In 2022 we shipped four separate Node.js services for four different clients. All four had Redis in the architecture by the end of discovery. It was almost automatic. 'Sessions? Redis. Rate limiting? Redis. Cache in front of the database? Of course, Redis.' Less than a year later we ran an internal retro and found that three of those four Redises never needed to be in production at all.
This isn't a Redis-bashing post. We still use it. It's a note about how adding a piece of infrastructure becomes a habit before anyone notices — and what that habit costs when it doesn't get audited.
How we got there
None of those projects had a cache in the brief. All four had one on the architecture diagram we drew in week one. Nobody questioned it — it was there because 'this is how we do it.' Lost productivity that looks like a habit is often worse than a bad decision. At least a bad decision was once said out loud.
The audit we ran on ourselves
At the end of 2022 we sat down and looked at what those Redises were actually doing across the four production estates. Three months of Datadog metrics plus quick profiling against a local Postgres replica.
- Project A (B2B SaaS, ~150 RPS): cache hit rate around 8%. Ninety-two percent of queries went to Postgres anyway. The cache added a network hop and an invalidation problem.

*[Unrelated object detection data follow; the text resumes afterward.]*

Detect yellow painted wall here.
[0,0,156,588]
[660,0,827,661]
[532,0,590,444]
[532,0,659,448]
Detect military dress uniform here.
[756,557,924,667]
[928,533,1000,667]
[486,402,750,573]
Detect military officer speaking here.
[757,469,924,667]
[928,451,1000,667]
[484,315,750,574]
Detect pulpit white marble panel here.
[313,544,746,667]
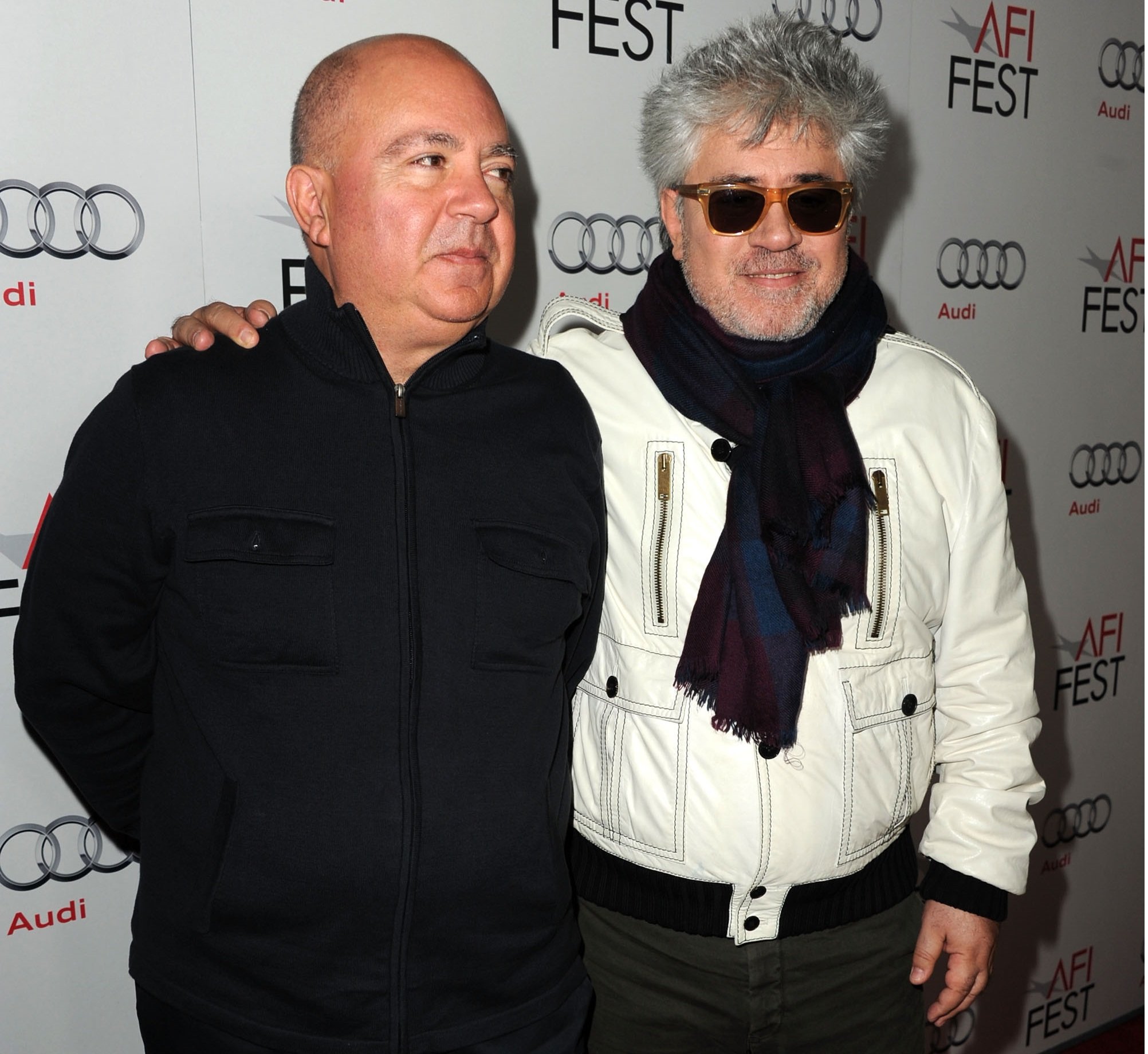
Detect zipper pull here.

- Project B (internal tool, ~20 RPS): Redis used only for sessions. A Postgres table with an index on session_id did the same job in practically the same time — the table was already in RAM.
- Project C (public marketplace, ~600 RPS): Redis used for rate limiting and product cache. Rate limiting was justified. The product cache wasn't — a Postgres prepared statement against a materialised view was faster and didn't need invalidation.
- Project D (admin dashboard, ~10 RPS): Redis was provisioned but barely used. It cost memory and one extra instance for no benefit.
Three of the four Redises came out after the retro. We told each client by email — five lines: why we were doing it, what it meant for their infra bill, and when. None of them had a follow-up question.
When Redis is still the right call
- Genuinely high-frequency read-heavy workloads where latency matters and Postgres is already at IO limits.
- Rate limiting across multiple instances where you need atomic increments with TTL.
- Pub/sub for small real-time events where Postgres LISTEN/NOTIFY isn't enough (typically over ~1,000 events/sec).
- Short-lived queues where you don't need durability and a Postgres-side queue is overkill.
Redis is a good tool. The problem was never with it. The problem was that we kept adding it before checking whether we needed it.
Three questions we now ask before adding a cache
- What's the expected cache hit rate? If we can't tell, or we estimate under 30%, it's not worth it.
- What's the invalidation strategy, before we write a single line? If we can't sketch it on a whiteboard in three minutes, the bugs that come out of it will cost more than the slow query.
- Can Postgres just do it? Materialised views, partial indexes, JSONB with GIN, LISTEN/NOTIFY — they cover nine out of ten 'we need a cache' situations.
A lot of 'standard' architecture is actually sediment. We add things because we added them before. Adding Redis takes an hour. Pulling it out a year into production takes three days and one tense meeting.